“You’re all good now. We’re inside.”
I opened my eyes, which was when I realised I’d closed them in the first place, and looked at Ezra. We were in a lift. Safe. Quiet. I nodded, grateful. “Thanks.”
He smiled faintly, briefly, but didn’t talk. Ezra wasn’t a man of many words, which may have been why I’d taken to him, despite hating his title. Bodyguard, that’s what Ezra was. It sounded so ostentatious and flashy. I didn’t want a bodyguard, though it hadn’t taken long for me to understand why I needed one. It’d only been three months since I’d won Next Up, and I couldn’t walk down a street without a flock of girls screaming after me like I was their only saviour.
At the top floor, Ezra escorted me to the penthouse suite. I breathed a sigh of relief upon discovering it empty. It wasn’t unusual to walk into my space and find it full of people. Stylists. Managers. Music execs. I needed some time to regulate. I didn’t get nearly enough of that anymore.
I waltzed over to the cabinet first and poured myself a scotch. I didn’t like the taste that much, but it’d been the only thing in the minibar one night and I liked the way it made me feel. Relaxed. Less…jumpy.
“That’s not a good idea,” Ezra said from his position by the door.
I drank it anyway, hissing as it burned my throat. I was nineteen now. I had money. I could please my-fucking-self. In the UK, at least. “I’m thirsty.”
“It doesn’t get any better, I’m afraid. This life. You’re only just beginning.”
I turned to face him then, brow furrowed. “What do you mean?”
“I can see you struggling with it. The schedule, the fans. I’ve been part of the industry a while, watching over young guys like you. It gets worse than this.” He stopped to point at the empty glass in my hand. “And that shit doesn’t help.”
Something that felt like shame made me set the glass down. “I’m autistic, you know.” I didn’t know why I’d suddenly decided to tell him, tell anyone, that. I wasn’t embarrassed about having autism, not really. I wasn’t exactly proud of it, either. I admired those who were, truly. I often wondered what separated me and people who were happy to shout about their differences from the rooftops. Why couldn’t I fight my corner, champion the cause, make the world better? I hadn’t found an answer yet. Maybe those people had had parents filling their ears with sunshine and affirmations since the day they were born. Perhaps they were just…better than me.
“Okay,” was all Ezra said.
“I’ve got an anxiety disorder, too. And I get depressed sometimes. No reason for it, just…boom. I crash.” I didn’t expect him to understand. My brain worked differently to most people’s. I had autism, which made me socially awkward, inappropriate sometimes. It gave me sensory processing issues, made me irritable around people. On top of that, I also had a bunch of mental health shit to deal with. I especially didn’t expect people to understand that. After all, what reason did I have to be depressed? All my dreams were coming true. I was making music. Living like a fucking king. A few days ago, I asked my manager if I could buy a few new clothes and he’d answered with, “Clear the fuckin’ shelves, kid.” I didn’t, stuck to only what I needed, but I could have.

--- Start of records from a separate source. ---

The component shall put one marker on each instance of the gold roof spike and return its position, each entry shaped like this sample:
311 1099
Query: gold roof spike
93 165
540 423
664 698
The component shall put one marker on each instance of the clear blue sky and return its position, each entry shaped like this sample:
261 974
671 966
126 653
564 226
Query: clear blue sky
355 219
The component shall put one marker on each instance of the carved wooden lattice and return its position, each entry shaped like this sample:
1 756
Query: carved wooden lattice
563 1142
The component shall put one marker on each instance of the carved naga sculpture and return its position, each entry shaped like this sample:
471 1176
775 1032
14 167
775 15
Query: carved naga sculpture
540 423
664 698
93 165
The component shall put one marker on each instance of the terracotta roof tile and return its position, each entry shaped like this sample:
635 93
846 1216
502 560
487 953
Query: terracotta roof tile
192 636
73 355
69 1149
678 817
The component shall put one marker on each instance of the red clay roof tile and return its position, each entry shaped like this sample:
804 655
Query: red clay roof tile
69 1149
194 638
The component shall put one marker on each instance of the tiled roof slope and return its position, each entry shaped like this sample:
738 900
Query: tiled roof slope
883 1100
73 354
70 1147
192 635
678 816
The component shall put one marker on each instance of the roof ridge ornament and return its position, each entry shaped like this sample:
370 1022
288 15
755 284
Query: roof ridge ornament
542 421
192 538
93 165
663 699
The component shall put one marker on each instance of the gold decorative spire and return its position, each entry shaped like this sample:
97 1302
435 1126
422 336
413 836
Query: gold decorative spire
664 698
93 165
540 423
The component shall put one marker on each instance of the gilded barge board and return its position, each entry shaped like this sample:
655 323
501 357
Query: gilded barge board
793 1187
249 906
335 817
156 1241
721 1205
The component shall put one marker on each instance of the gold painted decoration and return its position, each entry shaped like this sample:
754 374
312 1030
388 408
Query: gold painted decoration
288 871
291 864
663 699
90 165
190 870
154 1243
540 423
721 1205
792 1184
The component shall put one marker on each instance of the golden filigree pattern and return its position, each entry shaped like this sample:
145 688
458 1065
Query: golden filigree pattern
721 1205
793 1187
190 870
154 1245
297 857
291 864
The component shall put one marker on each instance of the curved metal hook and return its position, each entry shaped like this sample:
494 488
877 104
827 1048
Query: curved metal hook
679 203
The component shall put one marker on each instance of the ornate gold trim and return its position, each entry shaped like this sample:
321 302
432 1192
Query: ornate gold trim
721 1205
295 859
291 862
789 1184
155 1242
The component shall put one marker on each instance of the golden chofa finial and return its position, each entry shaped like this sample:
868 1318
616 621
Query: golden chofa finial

The point is I didn’t have a reason to get depressed, yet I knew it would come for me anyway. I didn’t need a trigger. Depression just…was. It lingered, all the time in the back of my head. Even when it wasn’t raging, dragging me down, it was still there, taunting me, threatening, mocking, biding its time. I remembered the first time I’d felt it. I must’ve been ten, eleven maybe. Nothing had happened. I hadn’t had a meltdown. There’d been no argument with my parents. I just felt…sad. Desperately, hopelessly sad. It got worse over the course of several months. The days seemed to get longer. My limbs seemed to get heavier. Opening my eyes felt like the biggest effort I’d ever made every damn morning, until, in the end, I felt absolutely nothing at all.
Eventually, it fizzled out and I returned to some level of evenness. Until the next time. With no rhyme or reason, I’d been trapped in the same vicious cycle ever since.
“I get migraines sometimes,” Ezra said.
That made me laugh. I liked Ezra. In a lot of ways, he was a very serious man. He was older than me, and always dressed very formally in a dark suit and crisp shirt. I knew, somehow, that he wouldn’t tolerate any shit, but also that I could trust him. Oddly, he reminded me of Helen, and that’s when I realised that that is why I’d just told him about the secret parts of myself.